Ketua harian YAICI, Arif Hidayat mengatakan, upaya pencegahan stunting berupa edukasi gizi yang menyasar langsung ke masyarakat perlu terus menerus di lakukan. Salah satu penyebab terjadinya gizi buruk pada balita adalah masih ada orang tua yang salah dalam menerapkan pola asuh kepada anaknya. Sebagai contoh, masih ada orang tua yang memberi kental manis kepada balita sebagai pengganti ASI.
Hasil riset YAICI, kejadian stunting, status gizi buruk, dan gizi kurang ditemukan pada balita yang rutin mengkonsumsi kental manis dalam kesehariannya. 54,9% kejadian stunting pada balita di Jawa Barat salah satunya disebabkan oleh kebiasaan mengkonsumsi SKM.
Literasi Gizi Kental Manis Bukan Susu
Penulis dan pegiat literasi, Maman Suherman, mengatakan bahwa buruknya budaya literasi di Indonesia menjadi salah satu pemicu persoalan gizi buruk dan stunting yang tak kunjung usai. Minat baca orang Indonesia 0,001%. Bisa dikatakan dari seribu orang yang berkumpul, hanya satu yang membaca buku.
Saking rendahnya minat baca di negara kita, jika diibaratkan tempat tersunyi di Indonesia selain kuburan dan kamar mayat adalah perpustakaan.
Salah satu bukti rendahnya literasi masyarakat adalah persepsi orang selama ini yang menganggap SKM adalah alternatif pengganti susu untuk kebutuhan gizi harian balita. Padahal kental manis itu lebih banyak kandungan gulanya dibanding susunya.
Produsen kental manis telah menyertakan peringatan dalam kemasan yang isinya "Perhatian! tidak untuk menggantikan ASI, tidak cocok untuk bayi sampai usia 12 bulan, tidak dapat digunakan sebagai satu-satunya sumber gizi". Tapi, kemampuan literasi masyarakat kita masih rendah maka masalah konsumsi susu kental manis masih akan terus terjadi karena dianggap susu.

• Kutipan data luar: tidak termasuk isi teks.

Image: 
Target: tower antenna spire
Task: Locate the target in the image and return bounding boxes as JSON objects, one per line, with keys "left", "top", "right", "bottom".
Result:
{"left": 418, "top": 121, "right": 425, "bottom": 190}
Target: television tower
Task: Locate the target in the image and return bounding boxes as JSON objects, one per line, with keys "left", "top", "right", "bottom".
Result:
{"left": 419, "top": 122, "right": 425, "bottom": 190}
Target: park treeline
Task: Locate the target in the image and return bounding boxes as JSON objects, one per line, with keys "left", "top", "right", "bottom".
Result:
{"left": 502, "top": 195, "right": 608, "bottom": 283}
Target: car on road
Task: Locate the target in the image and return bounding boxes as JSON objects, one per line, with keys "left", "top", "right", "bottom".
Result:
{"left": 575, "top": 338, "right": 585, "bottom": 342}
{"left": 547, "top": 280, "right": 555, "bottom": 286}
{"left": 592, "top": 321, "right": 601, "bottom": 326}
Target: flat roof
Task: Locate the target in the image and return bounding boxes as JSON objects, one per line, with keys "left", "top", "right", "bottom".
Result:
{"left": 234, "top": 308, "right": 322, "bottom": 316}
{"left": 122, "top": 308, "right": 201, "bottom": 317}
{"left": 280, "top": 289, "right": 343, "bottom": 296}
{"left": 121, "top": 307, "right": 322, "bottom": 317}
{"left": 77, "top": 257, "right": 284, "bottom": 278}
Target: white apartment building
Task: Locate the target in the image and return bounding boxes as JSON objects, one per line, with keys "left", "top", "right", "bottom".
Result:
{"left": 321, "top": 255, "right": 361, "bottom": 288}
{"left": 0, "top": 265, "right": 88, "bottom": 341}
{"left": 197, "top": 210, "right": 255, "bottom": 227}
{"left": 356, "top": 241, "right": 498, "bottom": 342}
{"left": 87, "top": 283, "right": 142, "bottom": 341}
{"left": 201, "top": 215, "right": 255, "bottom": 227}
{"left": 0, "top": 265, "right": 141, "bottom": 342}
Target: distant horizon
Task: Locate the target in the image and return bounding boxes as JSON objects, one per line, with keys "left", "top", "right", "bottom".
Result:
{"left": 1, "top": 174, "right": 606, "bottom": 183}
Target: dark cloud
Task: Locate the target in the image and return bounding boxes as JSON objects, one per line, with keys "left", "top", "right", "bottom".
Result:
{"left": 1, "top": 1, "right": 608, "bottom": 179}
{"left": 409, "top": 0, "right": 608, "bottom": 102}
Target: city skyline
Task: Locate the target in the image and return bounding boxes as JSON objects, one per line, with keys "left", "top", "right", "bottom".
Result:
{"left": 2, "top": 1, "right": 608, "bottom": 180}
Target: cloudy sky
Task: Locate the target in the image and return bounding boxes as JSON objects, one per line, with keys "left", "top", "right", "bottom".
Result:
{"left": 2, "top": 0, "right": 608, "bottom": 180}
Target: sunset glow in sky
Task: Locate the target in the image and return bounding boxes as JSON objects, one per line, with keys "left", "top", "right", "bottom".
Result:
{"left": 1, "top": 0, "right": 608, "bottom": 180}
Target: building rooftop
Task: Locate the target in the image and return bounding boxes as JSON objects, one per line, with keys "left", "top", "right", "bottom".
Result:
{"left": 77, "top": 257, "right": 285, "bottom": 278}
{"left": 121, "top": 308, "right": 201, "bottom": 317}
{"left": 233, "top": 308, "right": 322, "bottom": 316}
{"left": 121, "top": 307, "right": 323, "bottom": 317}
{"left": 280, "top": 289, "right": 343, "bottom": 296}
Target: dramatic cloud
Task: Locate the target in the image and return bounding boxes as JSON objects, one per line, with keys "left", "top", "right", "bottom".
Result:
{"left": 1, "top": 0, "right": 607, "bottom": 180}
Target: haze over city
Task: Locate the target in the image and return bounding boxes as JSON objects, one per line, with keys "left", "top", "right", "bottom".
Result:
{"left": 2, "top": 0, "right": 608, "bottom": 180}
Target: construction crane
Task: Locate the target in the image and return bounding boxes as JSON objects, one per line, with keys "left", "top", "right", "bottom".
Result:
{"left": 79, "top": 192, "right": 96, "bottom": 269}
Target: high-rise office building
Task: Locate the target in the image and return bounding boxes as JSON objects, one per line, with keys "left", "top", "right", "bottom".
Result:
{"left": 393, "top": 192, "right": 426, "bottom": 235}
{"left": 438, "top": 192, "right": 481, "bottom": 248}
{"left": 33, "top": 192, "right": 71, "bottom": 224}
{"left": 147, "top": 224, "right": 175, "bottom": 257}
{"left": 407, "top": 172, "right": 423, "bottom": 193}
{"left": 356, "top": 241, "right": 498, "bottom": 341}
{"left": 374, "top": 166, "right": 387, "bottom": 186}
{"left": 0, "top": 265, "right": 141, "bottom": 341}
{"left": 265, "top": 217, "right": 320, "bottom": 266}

Untuk menghindari terjadinya gizi buruk perlu dilakukan literasi gizi di kalangan ibu rumah tangga karena mereka malas membaca. Terutama saat membaca komposisi yang tertera pada kemasan susu yang akan dibeli. Ibu-ibu harus membaca label kemasan terlebih dahulu sebelum membeli suatu produk.
Setelah mengikuti seminar ini saya mendapat banyak insight baru seputar pentingnya asupan gizi bagi balita dan merasa punya tanggung jawab untuk menyebarluaskan informasi edukasi gizi agar tidak ada lagi yang mengalami stunting. Semoga ibu-ibu di luar sana sudah lebih mengerti bagaimana memberi asupan gizi yang baik untuk anaknya.